Quoi qu’en disent certaines personnes, j’aime l’agriculture, mais pas n’importe laquelle. J’aime l’agriculture qui respecte les besoins de la terre, des plantes, des animaux et des humains. Je n’aime pas le monstre que l’industrialisation a créé, qui ne s’attache qu’au rendement, sans tenir compte des produits fossiles brûlés ou épandus, du gaspillage, de l’aide financière, de l’érosion de la couche arable du sol et de la grogne de ses voisins.

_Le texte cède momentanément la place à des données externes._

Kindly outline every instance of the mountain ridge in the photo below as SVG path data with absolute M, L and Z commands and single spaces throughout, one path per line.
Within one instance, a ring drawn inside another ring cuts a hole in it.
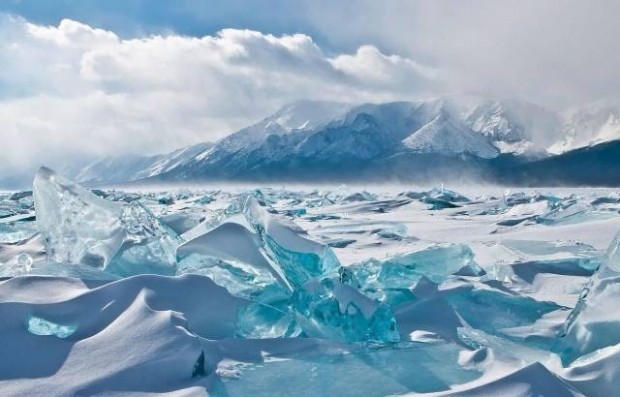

Je ne suis pas la seule à penser ainsi, il y a l’Union paysanne, les fermes bios, les paniers du paysan et les éco-marchés, et c’est bien ainsi. Et il y a encore beaucoup de changements à faire : je continuerai à les demander.
Par Johanne Dion
Co-fondatrice du Comité richelois pour une meilleure qualité de vie
Johanne Dion, native et riveraine de la ville de Richelieu, cultive pour sa table des petits fruits et légumes biologiques, tout en étant membre d’ÉcoMarché de solidarité régionale. Elle milite pour l’assainissement de la rivière Richelieu depuis 1985, ce qui l’a amenée à cofonder le Comité richelois pour une meilleure qualité de vie (CRMQV) en 2005 pour protester contre l’implantation d’une porcherie industrielle dans sa ville. Ornithologue amateur, elle participe au programme de surveillance Attention Nature, de Nature Canada, tout en étant bénévole pour l’organisme Conservation de la nature et la Fondation David Suzuki. Elle a collaboré au livre « Porcheries! La porciculture intempestive au Québec », et elle est membre de GaïaPresse. Son plus fervent désir est de pouvoir se baigner de nouveau dans la rivière Richelieu un jour, comme elle le faisait dans son enfance.